In place of the defence of fundamentalism, a readiness to think for myself, to shun group-think, to question accepted wisdom; to reject cynical, manipulative propaganda, whether it originates with “friend” or “foe”. Verses of the Qur’an resonate within in place of the clamour of the community… “Stand out firmly for justice, even against yourselves” … “and God does not love the arrogant, boastful” … “God is the Light of the heavens and the earth” … For every moment, an answer.
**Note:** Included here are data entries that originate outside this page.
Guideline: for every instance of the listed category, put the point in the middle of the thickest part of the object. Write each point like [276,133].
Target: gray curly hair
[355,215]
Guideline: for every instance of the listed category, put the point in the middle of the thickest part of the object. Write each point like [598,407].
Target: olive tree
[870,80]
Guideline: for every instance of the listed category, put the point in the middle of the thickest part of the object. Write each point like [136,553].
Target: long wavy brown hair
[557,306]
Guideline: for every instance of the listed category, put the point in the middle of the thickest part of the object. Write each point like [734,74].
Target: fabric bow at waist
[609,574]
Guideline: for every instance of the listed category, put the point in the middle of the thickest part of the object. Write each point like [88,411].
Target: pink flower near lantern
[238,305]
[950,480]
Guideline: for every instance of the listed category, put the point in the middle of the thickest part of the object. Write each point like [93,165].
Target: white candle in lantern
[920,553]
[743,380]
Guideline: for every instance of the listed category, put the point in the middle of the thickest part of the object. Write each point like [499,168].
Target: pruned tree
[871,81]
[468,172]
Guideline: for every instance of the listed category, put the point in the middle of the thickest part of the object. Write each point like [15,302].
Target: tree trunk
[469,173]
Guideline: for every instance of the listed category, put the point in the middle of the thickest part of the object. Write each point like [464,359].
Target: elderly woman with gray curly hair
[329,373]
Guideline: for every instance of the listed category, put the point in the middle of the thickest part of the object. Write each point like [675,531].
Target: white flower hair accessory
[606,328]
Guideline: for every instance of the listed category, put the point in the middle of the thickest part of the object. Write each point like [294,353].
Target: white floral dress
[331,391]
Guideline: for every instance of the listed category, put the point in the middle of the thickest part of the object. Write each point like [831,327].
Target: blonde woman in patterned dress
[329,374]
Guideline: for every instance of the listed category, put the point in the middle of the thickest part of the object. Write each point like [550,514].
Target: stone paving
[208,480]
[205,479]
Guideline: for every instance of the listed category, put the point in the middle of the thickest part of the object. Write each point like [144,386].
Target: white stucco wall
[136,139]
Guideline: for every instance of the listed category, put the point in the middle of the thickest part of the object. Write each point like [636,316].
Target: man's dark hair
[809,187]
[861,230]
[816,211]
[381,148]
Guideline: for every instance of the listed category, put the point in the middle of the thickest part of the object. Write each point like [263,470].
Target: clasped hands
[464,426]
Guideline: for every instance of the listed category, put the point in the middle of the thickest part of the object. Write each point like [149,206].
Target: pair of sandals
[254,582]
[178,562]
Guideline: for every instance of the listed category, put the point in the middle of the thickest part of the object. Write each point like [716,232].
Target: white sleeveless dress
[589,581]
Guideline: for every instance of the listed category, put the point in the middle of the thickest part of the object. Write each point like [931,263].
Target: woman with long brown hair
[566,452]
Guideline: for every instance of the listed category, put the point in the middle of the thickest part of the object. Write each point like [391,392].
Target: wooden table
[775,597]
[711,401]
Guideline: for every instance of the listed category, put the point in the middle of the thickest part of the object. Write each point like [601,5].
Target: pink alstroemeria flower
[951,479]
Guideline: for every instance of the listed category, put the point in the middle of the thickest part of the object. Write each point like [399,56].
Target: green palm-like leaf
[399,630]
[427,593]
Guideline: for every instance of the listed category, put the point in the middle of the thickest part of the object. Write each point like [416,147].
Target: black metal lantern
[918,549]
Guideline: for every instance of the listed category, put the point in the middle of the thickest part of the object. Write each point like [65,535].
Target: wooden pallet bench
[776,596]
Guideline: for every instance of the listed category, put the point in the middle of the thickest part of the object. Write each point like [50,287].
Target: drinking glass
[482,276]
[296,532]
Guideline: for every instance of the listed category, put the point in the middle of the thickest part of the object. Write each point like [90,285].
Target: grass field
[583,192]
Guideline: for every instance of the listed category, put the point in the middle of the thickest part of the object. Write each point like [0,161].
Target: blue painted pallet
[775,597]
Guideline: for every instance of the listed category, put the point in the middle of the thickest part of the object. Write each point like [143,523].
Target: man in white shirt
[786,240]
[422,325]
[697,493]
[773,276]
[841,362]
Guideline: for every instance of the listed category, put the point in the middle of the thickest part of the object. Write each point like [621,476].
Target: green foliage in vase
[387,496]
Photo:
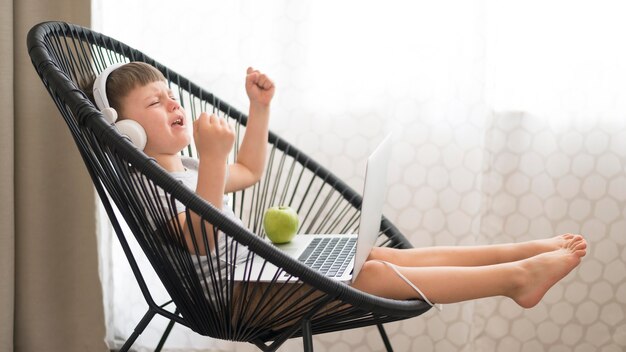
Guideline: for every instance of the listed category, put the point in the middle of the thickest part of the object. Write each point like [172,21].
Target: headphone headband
[99,86]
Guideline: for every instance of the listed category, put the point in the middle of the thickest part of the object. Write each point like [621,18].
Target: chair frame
[64,54]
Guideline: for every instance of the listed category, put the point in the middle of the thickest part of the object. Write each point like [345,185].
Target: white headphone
[129,128]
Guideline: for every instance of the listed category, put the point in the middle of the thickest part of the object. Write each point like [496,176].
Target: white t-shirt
[189,178]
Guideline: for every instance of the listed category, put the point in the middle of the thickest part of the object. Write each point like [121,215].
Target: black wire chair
[209,301]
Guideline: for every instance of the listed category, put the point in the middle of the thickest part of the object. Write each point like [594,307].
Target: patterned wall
[461,173]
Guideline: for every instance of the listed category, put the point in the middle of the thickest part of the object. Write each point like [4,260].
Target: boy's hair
[124,79]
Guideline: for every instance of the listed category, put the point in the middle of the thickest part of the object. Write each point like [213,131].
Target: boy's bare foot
[542,271]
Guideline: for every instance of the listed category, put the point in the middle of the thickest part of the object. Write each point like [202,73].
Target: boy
[521,271]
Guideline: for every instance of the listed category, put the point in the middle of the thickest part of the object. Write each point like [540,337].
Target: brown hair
[124,79]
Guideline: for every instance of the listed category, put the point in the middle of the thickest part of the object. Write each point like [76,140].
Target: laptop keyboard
[330,256]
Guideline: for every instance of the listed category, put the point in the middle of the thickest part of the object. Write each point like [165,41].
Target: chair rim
[89,117]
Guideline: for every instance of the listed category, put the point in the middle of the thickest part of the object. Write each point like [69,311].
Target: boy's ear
[129,128]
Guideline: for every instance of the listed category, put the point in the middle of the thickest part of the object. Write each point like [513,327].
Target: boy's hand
[213,136]
[259,87]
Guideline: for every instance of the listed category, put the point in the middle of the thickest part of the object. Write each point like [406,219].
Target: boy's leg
[470,255]
[525,281]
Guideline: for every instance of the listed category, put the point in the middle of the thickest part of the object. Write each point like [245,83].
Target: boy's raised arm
[250,163]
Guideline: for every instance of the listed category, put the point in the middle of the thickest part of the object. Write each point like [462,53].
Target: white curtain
[510,125]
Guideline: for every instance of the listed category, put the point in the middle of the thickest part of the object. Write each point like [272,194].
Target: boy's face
[154,107]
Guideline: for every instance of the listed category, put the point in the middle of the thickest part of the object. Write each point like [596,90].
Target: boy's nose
[174,105]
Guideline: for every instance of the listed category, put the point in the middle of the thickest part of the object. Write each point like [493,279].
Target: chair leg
[138,330]
[383,335]
[307,335]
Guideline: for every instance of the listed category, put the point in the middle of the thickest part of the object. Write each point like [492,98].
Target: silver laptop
[338,256]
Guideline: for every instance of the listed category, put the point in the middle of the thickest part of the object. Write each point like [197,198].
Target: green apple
[280,224]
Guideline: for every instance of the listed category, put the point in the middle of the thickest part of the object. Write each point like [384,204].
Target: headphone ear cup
[133,130]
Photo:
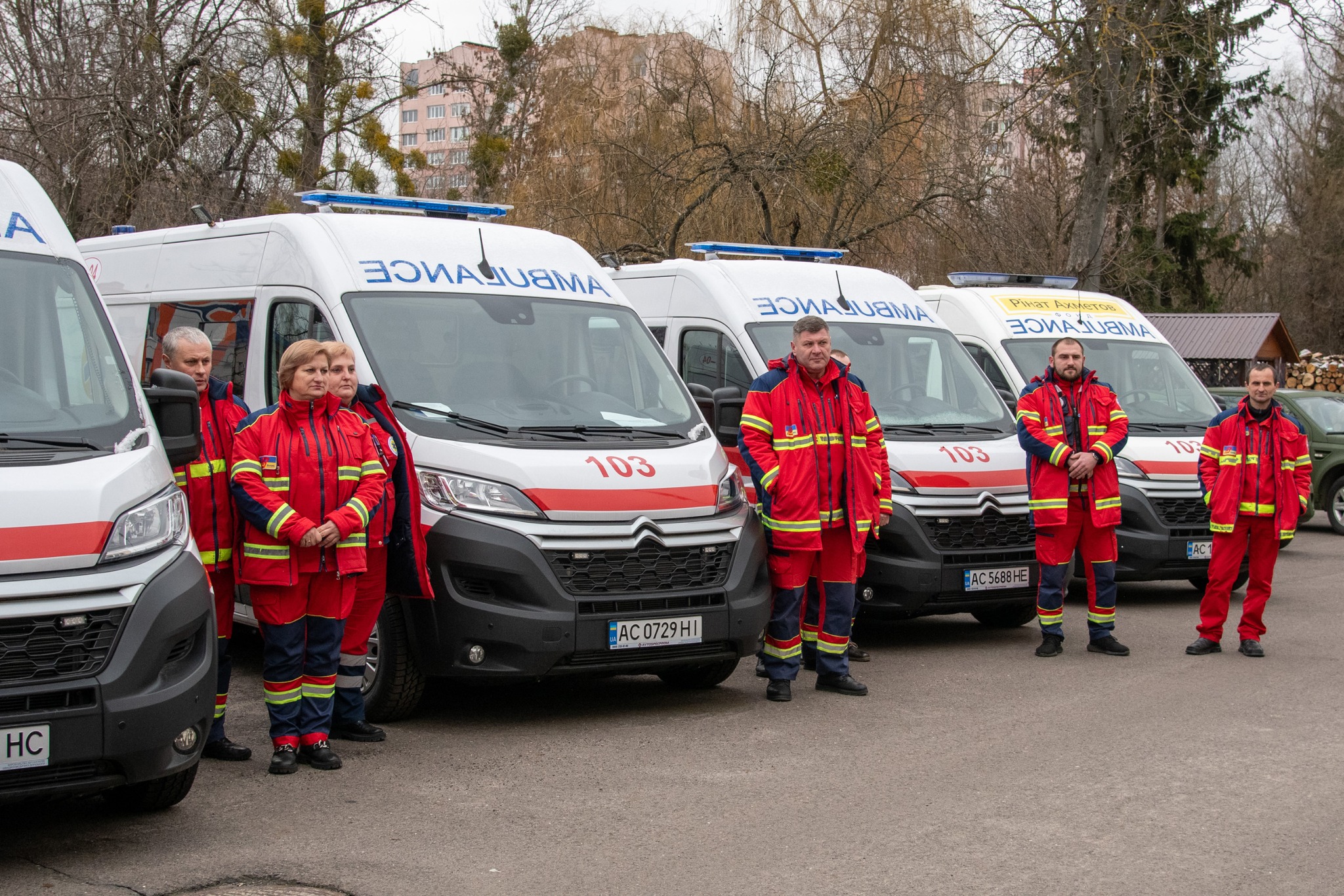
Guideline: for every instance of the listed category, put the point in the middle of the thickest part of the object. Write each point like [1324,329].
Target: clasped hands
[1081,465]
[324,537]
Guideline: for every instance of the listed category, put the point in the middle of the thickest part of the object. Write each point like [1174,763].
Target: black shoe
[284,761]
[1199,647]
[319,755]
[842,684]
[226,750]
[360,731]
[1109,647]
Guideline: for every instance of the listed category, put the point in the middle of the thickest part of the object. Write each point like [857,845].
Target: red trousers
[1228,550]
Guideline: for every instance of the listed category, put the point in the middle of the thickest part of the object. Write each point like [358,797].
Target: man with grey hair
[818,458]
[206,484]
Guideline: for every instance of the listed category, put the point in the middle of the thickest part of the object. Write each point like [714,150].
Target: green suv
[1323,415]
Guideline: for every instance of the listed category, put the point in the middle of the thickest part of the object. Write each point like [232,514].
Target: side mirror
[727,414]
[177,411]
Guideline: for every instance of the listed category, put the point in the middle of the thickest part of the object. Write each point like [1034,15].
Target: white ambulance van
[106,622]
[1009,323]
[959,539]
[579,516]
Today a faith ready to reject all that seems ungodly. Today a faith ready to centre on what is good and virtuous, to believe in a better way, beyond the simplistic renderings of an academic creed. And finally, to recall the best of advice: “Do you exhort people to goodness and forget yourselves, and you recite the Book? Have you no understanding?”

Whether out of loneliness, ego or fear of damnation, I spent years praying that my nearest and dearest would join me on this path, as I suppose they did in reverse. But as a dear friend once put it: “What foolishness to concern yourself with the fate of others and forget yourself.”

This is a faith which calls us to affect change in ourselves. But most of us have been fools, turning it into a repository of slogans and a wellspring of identity. The faith that we have presented appeals to no one: it is all ego. Had we let our faith reform and renew our spirit, exhorting ourselves to goodness: then perhaps we might find ourselves in a better place and standing.

Each day is a new beginning, an opportunity to start afresh. Perhaps tomorrow will be a better day, a source of change. Not unlike this day sixteen years ago.